Dit proefondervindelijke werken en leerlingen echt midden in de samenleving zetten, heeft volgens de twee leraren al tot mooie en verrassende ideeën geleid zoals een mooi stadsparkje waar hardlopers hun route bijvoorbeeld via een QR-code kunnen scannen. Daarnaast zijn de leerlingen al op verschillende locaties geweest. Schnitfink is zelf met een groep leerlingen bij de Dutch Media Week geweest. Dit bezoek leidde tot de aanschaf van microfoons en koptelefoons, zodat de ze nu op het Roland Holst podcasts kunnen maken.
Medio juni maakten de scholieren bijvoorbeeld een podcast over lokale media, waar ze vooraf goed moeten nadenken over wat voor soort gesprek ze willen voeren en wat ze dan uit zo’n onderhoud willen halen. “Voor ons is dit een mooi middel. Ze leren dat een gesprek natuurlijk moet zijn. Doordat ze zichzelf terug kunnen horen in de koptelefoon moeten ze ook echt naar de ander luisteren”, is de uitleg van de twee betrokken docenten.

Twee pilots

Beiden constateren dat het format binnen de school ook op steeds meer steun en enthousiasme kan rekenen. Zo zijn er bijvoorbeeld de afgelopen twee maanden tijdens de reguliere lessen twee pilots gedraaid met echte vraagstukken uit de gemeente. Twee docenten economie, ondersteund door experts van de gemeente, hebben dit begeleid.
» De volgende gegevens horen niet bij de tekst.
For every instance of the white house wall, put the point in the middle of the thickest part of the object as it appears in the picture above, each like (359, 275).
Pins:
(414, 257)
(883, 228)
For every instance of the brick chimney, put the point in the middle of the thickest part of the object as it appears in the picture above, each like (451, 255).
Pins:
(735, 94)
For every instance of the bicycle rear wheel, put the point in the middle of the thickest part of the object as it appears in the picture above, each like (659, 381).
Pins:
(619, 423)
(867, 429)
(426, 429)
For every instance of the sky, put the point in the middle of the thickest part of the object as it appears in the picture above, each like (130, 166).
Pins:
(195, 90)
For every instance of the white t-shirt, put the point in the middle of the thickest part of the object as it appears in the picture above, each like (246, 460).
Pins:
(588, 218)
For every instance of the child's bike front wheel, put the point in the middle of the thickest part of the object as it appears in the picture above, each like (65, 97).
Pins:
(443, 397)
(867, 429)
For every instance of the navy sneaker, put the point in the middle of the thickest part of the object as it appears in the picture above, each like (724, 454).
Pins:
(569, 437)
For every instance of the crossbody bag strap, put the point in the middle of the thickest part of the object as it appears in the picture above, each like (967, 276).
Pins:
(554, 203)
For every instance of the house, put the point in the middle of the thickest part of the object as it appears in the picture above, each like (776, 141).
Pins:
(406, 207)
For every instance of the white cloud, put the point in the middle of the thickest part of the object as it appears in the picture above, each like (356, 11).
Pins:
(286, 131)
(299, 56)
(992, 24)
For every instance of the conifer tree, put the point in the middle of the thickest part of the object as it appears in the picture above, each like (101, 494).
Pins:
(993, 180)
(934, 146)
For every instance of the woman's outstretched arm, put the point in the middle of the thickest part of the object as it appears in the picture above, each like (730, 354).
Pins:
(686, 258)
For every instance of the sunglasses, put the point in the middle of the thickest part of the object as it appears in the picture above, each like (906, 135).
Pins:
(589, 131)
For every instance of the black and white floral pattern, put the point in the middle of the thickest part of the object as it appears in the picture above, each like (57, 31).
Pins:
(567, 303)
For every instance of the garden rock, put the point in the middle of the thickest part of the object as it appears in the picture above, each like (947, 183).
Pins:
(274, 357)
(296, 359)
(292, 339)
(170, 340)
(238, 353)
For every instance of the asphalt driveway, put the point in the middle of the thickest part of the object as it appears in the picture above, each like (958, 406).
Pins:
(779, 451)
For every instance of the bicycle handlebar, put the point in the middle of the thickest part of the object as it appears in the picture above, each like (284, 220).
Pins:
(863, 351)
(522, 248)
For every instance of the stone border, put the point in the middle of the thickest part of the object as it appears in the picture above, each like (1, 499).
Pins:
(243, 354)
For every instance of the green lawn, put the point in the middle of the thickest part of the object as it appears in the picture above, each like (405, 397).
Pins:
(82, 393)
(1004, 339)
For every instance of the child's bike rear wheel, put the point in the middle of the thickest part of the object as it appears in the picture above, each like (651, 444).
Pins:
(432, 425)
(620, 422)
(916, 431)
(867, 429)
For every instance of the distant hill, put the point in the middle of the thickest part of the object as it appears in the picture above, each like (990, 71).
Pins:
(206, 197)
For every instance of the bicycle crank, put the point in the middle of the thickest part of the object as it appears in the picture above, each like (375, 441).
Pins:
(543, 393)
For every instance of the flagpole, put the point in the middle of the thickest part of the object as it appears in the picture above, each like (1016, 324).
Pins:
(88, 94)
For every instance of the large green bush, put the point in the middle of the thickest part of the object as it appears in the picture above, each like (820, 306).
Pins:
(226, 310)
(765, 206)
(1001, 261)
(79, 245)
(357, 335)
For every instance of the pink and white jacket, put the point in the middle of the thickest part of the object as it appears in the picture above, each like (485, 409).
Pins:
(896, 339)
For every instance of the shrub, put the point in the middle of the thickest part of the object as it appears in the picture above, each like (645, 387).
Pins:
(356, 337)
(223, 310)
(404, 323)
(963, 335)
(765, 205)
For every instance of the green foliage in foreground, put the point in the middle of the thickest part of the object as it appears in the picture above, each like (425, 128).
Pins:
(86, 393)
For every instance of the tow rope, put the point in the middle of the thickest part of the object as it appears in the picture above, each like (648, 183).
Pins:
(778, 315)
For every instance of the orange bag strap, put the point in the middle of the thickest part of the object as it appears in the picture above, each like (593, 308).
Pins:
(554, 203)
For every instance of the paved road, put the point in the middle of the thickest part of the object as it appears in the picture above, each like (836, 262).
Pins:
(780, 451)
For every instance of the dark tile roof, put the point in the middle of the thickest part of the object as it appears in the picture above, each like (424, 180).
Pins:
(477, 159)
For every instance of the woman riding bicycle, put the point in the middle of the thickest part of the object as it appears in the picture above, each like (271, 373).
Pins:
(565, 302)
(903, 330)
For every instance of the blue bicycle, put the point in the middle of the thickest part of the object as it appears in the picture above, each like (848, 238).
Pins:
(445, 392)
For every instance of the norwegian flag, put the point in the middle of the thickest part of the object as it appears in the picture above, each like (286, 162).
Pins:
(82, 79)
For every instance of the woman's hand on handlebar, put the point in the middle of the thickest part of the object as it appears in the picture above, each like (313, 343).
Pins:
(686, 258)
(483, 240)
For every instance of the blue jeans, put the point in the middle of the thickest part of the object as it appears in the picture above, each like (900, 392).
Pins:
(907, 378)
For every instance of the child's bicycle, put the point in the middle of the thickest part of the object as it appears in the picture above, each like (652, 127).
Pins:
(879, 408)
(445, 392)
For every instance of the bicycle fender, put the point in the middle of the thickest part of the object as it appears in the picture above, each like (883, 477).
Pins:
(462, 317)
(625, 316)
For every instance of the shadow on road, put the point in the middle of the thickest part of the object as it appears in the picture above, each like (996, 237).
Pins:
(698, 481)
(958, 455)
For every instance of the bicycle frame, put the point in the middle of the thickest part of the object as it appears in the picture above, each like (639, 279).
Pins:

Nog mooier is de conclusie dat hun idee inmiddels ook is geland op andere scholen. Dat is een heel mooie opbrengst, zo concludeert Wiegand. Zo deden leerlingen en docenten van het MBO College en de Alberdingk Thijm Mavo donderdag 20 mei mee met een gezamenlijke projectdag. In het onderkomen van de bibliotheek in de Gooische Brink gingen zij aan de slag met de Omgevingsvisie. Ofwel: hoe Hilversum er over een jaar of twintig uit moet zien.

Bij het Roland Holst zijn ze trots op het format en de ontwikkelingen die zij hebben gezien: bij de leerlingen zelf, alsook de vlucht die het project neemt in de school en binnen Hilversum. In de ogen van Wiegand en Schnitfink voegt deze manier van werken en uitdagen echt iets toe. Hun ervaring is dat leerlingen het als een prettige en praktische aanvulling zien op het reguliere lesprogramma. Zij hopen dat het een nog veel grotere vlucht neemt. “Hoe mooi zou het zijn als iedere leerling van zijn vierde tot zijn achttiende hetzelfde meekrijgt?”, merkt de kunstdocente tot slot op.